The Moscow Times 12 November. 12, 2001
Centre for Research on Globalisation (CRG),  globalresearch.ca   14  November 2001



Here is the text of a memo circulated to editors of a small-town Florida newspaper:

"DO NOT USE photos on Page 1-A showing civilian casualties from the U.S. war on Afghanistan. Our sister paper in Fort Walton Beach has done so and received hundreds and hundreds of threatening e-mails and the like ... "DO NOT USE wire stories which lead with civilian casualties from the U.S. war on Afghanistan. They should be mentioned further down in the story. If the story needs rewriting to play down the civilian casualties, DO IT. The only exception is if the U.S. hits an orphanage, school or similar facility and kills scores or hundreds of children."

The memo can be found on www.fair.org, the web site of FAIR, a media watchdog group. There one can also read that the chairman of CNN has argued it would be "perverse" to focus on civilian casualties, and has instructed reporters to, basically, justify such deaths with editorializing commentary.

One memo at CNN offers sample language for news anchors to close out such reports: "We must keep in mind ... that these U.S. military actions are in response to a terrorist attack that killed close to 5,000 innocent people in the United States." Other journalists have argued that civilian casualties simply "aren't news." On Fox television's "Special Report with Brit Hume" last week, for example, Hume wondered if the deaths of women and children should be "big news," because "civilian casualties are historically, by definition, a part of war, really."

Mara Liasson from National Public Radio and Michael Barone of U.S. News & World Report both agreed. "Look, war is about killing people. Civilian casualties are unavoidable," Liasson said. "Civilian casualties are not, as Mara says, news," Barone said. I read all this as moral and intellectual cowardice. Of course civilian casualties are news, and of course they require no accompanying editorializing. Just report what is happening! I'm bewildered that there are journalists out there arguing otherwise.

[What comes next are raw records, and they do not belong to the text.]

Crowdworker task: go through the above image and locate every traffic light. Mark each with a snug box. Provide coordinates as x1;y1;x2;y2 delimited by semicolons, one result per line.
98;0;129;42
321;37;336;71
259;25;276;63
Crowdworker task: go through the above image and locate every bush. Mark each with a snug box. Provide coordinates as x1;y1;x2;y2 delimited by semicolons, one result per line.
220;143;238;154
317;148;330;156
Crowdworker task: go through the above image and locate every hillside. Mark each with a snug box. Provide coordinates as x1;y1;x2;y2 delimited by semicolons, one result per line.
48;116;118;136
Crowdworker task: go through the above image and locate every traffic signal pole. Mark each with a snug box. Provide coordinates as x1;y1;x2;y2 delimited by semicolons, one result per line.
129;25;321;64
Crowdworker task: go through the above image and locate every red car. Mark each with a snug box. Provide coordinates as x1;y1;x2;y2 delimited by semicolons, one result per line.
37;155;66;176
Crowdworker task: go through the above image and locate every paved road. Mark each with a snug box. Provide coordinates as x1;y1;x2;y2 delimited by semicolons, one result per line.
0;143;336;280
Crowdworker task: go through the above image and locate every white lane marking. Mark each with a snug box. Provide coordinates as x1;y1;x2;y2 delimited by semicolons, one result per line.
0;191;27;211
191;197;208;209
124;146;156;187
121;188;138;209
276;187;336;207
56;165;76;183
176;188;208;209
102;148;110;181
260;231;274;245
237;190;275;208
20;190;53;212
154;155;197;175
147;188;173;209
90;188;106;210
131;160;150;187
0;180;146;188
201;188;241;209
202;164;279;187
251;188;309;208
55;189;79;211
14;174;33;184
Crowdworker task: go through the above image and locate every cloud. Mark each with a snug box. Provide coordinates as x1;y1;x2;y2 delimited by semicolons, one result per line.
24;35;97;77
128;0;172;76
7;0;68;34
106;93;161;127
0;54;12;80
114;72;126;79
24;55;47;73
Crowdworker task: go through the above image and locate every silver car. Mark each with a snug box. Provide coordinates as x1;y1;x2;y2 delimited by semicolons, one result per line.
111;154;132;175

Consider this: For several years now, the United Nations has been feeding about a third of Afghanistan, or about 7.5 million people, nearly all of them women and children. The UN has in past been able to work with the Taliban on this. (This is the part where I offer my obligatory "I hate the Taliban too" comment.)

Since we began bombing Oct. 7, however, aid agencies have been warning that the system of food supply into Afghanistan is in peril. There is no more law and order; local UN truck drivers are afraid of being bombed; the Taliban are ever-more suspcious of UN workers and are harassing them; in short, a system upon which at least 7.5 million people depend is falling apart. Aid workers talk of only being able to feed a half or a quarter of that number, which is another way of saying we could very soon have from 3 million to 5 million dead women and children in Afghanistan. Now if that happens, Americans and Russians will never be able to argue that the war on terror was anything other than a war on Muslims. And if that happens, we will have all "lost the war." Full stop.

So where are our journalists? If they don't have the morals to point to an avoidable famine about to kill millions, then do they at least have the patriotism to want to win the war?

Matt Bivens, a former editor of The Moscow Times, is a Washington-based fellow of The Nation Institute, at www.thenation.com.